How would stoning of an adulterer actually be carried out under the Law of Moses?
In John Chapter 8 there is the familiar story of how Jesus prevented a stoning of a woman who had committed adultery. I know that many think this was not in the original scriptures; even the NIV notifies the reader on this. My question is not whether this is ‘scripture’. My question is how would stoning for adultery have ever been carried out before Christ? I am specifically looking for rabbinic historical accounts. The image in my mind, usually portrayed in movies, is that the crowd ‘drops their stones’ after Jesus speaks. It is all very heart moving, but I am not sure if that is realistic, or maybe it is?

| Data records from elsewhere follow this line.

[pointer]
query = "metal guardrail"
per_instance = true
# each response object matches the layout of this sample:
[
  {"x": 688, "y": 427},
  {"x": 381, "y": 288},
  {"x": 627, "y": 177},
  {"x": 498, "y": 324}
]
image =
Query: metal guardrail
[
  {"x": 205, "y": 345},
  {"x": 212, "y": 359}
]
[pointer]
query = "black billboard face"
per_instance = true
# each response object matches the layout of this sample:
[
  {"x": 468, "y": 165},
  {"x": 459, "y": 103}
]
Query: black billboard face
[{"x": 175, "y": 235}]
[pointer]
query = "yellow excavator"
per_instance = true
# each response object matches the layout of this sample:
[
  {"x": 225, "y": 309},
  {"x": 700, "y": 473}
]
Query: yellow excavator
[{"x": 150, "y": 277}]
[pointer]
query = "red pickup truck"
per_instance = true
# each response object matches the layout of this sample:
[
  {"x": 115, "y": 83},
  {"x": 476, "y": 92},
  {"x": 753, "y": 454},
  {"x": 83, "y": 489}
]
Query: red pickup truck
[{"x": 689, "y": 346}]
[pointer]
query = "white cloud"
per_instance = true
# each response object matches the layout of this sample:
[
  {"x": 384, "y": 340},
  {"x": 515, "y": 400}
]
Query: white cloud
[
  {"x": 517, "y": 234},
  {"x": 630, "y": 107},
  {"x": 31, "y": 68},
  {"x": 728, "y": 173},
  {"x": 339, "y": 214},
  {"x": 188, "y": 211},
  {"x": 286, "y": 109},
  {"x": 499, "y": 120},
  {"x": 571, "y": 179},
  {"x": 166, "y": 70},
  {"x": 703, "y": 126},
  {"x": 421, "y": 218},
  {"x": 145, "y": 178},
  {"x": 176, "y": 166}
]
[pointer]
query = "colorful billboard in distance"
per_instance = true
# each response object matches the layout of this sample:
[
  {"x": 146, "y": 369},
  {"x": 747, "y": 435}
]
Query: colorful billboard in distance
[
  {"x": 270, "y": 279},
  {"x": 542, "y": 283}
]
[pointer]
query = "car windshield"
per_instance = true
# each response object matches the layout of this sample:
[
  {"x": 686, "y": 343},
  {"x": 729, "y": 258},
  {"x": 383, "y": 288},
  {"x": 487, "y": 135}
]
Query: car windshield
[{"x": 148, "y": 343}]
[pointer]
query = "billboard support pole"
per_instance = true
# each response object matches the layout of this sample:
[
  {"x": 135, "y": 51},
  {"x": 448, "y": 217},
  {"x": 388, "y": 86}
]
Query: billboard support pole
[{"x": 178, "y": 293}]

I have noticed that for ‘blasphemy’ people would literally pick up stones and kill someone, for they started to do that with Christ himself on two occasions. (John 8:59, 10:31)
I also have noticed that the punishments of the Law were often not carried out when people in the Bible sinned. At the very giving of the law, when Moses threw the tablets away (Exodus 21:19), the whole camp should have probably been stoned at the strict letter of the law he just received! That’s seems to be why we find this thing about God revealing his nature to Moses and declaring his ‘mercy’, to reconcile this extreme contradiction of law compared to Israel’s behaviour. (Exodus 34:7) King David, the pride of Israel’s moral history, was worthy of death by stoning, but God was merciful to him as he really was a model believer. I assume, therefore, that the mercy by God, or the person offended in any crime, was allowed to spare a person under the penalty of the law, somehow? But when the penalties are declared in Exodus, they do not imply any leeway? This will lead me to posting a different question, if not actually answered by the entitled question: ‘How would stoning of an adulterer actually be carried out under the Law of Moses?’